This article started as a short review of the second book, and I soon realised I was talking about it more in terms of it’s relationship to the first book, than on it’s own merits, so I decided not to fight it, and to talk about both.
A bit of background - I came at these books having been involved in model making and specifically wargaming for many years, I’m a digital and creative art teacher, and so a lot of the stuff contained in the books was not new to me, but some was, moreover, some were techniques i knew but just hadn't shifted paradigm to even think of using them in my hobby modelling.
I don’t often do product reviews on the site, only really when something exceptional comes along, and these books are certainly that, but let me know in the comments if this article was any helps, and if you;d like to see me write like this more often.
Both the books discussed are available through Forge World. both are priced as £26 at the time of writing.
The first model masterclass book is incredibly useful, and I think every modeller who works with vehicle kits can get something from it, no matter that it’s called a “masterclass” some of the very easy and effective techniques can help out any modeller.
Now, is it essential? no, not at all.
Can most of the stuff in it be learned form the web? Sure, you need to trawl through military modelling website though, and have a rough idea what you want to achieve.
Where this first book wins is in gathering all these techniques from the scale and military modelling worlds together and showing how they are done in one neat package for the hobby modeller, I cant recommend this book highly enough to well, everyone.
This book covers some advanced modelling and painting techniques and is very easy to follow, it’s strength lies in it’s simple layout and good, step by step instruction.
It’s also packed full of stuff you just haven’t thought of.
Now we come to the second book, and where things get stickier. it’s much lighter on actual techniques, having shown most of it’s aces in the first book. the whole book lacks that level of simple, step-by-step instruction that the first has.
This isn't necessarily a bad thing, to repeat all the steps of book one would be pointless, but it for sure assumes you have the first volume.
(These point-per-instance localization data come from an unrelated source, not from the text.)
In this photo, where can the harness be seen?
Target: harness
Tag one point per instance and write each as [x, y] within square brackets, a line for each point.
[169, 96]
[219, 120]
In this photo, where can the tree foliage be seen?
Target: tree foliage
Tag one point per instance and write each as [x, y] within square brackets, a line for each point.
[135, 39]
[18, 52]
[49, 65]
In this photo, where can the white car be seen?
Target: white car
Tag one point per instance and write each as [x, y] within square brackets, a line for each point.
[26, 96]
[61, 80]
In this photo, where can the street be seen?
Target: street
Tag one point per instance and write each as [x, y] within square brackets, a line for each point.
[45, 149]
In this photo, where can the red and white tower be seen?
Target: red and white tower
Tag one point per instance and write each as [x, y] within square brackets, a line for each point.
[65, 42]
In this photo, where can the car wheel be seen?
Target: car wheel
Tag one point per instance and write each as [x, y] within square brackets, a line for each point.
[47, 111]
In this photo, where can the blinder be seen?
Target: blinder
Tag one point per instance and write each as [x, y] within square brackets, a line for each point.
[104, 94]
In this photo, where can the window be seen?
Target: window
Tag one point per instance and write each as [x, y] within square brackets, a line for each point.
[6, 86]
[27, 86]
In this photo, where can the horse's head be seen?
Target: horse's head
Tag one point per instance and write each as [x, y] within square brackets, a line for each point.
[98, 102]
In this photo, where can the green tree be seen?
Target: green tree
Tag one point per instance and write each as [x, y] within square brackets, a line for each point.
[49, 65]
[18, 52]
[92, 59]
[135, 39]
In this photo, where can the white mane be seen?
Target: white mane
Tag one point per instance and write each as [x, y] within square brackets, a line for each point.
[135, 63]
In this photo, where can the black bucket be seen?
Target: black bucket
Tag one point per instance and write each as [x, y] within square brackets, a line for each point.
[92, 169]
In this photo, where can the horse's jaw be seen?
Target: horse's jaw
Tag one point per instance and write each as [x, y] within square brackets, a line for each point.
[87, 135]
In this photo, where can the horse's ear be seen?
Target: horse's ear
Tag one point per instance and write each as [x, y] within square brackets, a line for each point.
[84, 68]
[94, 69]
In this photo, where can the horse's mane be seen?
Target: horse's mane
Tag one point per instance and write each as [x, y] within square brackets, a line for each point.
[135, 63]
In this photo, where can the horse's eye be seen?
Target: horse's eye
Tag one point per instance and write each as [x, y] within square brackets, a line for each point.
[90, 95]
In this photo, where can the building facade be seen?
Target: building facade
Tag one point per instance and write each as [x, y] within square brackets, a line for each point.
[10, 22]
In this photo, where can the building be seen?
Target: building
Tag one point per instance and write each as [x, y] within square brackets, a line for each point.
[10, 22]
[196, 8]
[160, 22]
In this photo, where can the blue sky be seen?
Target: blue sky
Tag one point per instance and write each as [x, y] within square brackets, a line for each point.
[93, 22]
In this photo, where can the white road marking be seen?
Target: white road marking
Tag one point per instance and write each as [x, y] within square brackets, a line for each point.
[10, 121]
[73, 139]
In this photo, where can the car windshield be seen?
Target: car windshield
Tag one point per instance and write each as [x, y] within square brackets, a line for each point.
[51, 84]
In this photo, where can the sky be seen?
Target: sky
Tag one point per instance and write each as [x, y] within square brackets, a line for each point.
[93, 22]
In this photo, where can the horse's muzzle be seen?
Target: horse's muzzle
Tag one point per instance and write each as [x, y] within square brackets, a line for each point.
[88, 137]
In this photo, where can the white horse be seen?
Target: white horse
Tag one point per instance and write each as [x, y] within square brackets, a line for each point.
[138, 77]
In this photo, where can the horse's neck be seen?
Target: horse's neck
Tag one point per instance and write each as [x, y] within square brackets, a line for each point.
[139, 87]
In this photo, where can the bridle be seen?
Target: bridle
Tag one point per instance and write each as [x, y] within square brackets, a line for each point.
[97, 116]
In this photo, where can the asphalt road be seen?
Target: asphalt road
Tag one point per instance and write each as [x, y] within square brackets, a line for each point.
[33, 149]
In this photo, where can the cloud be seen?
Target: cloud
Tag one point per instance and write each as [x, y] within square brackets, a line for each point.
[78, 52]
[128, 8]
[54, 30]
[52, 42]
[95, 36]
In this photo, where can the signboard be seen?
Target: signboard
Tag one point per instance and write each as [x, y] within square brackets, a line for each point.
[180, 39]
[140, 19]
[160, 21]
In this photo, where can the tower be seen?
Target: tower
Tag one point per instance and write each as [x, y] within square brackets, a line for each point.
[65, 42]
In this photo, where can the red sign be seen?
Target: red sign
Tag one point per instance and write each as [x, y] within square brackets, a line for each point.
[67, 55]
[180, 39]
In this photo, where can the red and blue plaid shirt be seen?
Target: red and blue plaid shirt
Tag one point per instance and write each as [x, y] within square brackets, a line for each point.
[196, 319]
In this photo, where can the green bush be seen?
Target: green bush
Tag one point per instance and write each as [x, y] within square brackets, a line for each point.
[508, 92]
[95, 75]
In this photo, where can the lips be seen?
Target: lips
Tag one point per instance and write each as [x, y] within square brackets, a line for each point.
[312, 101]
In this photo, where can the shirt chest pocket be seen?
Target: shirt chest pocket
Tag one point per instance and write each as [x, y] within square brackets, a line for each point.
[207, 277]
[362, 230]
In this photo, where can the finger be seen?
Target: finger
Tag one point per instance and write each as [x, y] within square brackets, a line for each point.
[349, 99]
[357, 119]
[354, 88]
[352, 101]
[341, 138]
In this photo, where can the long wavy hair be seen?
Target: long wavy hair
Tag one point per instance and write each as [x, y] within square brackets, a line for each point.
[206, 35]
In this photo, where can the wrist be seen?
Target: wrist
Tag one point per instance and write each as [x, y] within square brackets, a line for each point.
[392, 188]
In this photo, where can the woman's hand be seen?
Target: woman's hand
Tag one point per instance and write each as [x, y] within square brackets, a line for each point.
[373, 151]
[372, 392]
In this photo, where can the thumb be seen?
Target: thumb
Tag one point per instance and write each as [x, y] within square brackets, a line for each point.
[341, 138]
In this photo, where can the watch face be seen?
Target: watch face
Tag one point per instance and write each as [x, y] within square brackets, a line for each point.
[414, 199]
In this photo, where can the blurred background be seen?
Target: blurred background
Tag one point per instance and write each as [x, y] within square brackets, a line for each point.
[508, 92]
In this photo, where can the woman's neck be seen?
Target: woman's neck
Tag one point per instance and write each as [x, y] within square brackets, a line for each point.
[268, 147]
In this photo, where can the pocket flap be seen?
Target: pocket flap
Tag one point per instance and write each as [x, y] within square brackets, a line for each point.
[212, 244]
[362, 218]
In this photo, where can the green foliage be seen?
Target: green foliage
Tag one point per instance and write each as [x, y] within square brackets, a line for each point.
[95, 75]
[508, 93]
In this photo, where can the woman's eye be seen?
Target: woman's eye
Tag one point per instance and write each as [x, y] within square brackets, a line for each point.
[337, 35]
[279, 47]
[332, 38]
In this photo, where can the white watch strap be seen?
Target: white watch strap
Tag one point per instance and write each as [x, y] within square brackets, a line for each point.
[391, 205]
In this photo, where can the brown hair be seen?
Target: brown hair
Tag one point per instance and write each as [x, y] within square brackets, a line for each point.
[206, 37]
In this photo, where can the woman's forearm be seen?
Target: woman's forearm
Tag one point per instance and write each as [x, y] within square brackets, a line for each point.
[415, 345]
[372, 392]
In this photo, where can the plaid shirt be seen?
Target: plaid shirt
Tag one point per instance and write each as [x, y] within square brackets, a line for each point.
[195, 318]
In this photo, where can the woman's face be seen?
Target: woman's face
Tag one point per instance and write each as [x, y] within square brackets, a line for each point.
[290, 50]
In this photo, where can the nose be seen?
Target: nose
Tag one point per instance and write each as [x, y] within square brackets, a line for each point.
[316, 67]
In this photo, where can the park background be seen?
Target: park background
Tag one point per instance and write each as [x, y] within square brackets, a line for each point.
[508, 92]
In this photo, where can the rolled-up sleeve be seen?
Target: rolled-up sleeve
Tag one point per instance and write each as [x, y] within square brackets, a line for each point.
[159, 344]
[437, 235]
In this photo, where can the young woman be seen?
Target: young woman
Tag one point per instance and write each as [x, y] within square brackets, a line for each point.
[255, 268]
I think this is exactly what this book needed to be, but I can see some people being disappointed at that lack of clarity of technique.
it’s still got the same excellent photography and production values, it still has a decent price point, and I find it contains plenty for me to both be inspired by and learn from.
There are articles covering some of the famous, high visibility models and dioramas to come out of Forge World, and as such it is a very informative books, but i wouldn't recommend it as widely and universally as the first book. it’s much more about finesse, ways to combine techniques for subtle variation of finish. and it is much more a book about how certain effects on certain models were accomplished.
This is not a book everyone needs, it wont give you the same feel of a new technique on every page. it does have some beautiful models in it, and it does tell you how techniques were applied to create effects, but it’s much more a book about how to achieve certain effects, than the first, which reads much more like book about universal techniques.
So do you need both? no. but if you’re like me, you might want both.
Do yourself a favour and don't buy the second book expecting the same amount of new and revelatory techniques as the first, buy it to see some of the best our hobby has to offer, and maybe pick up a thing or two on the way.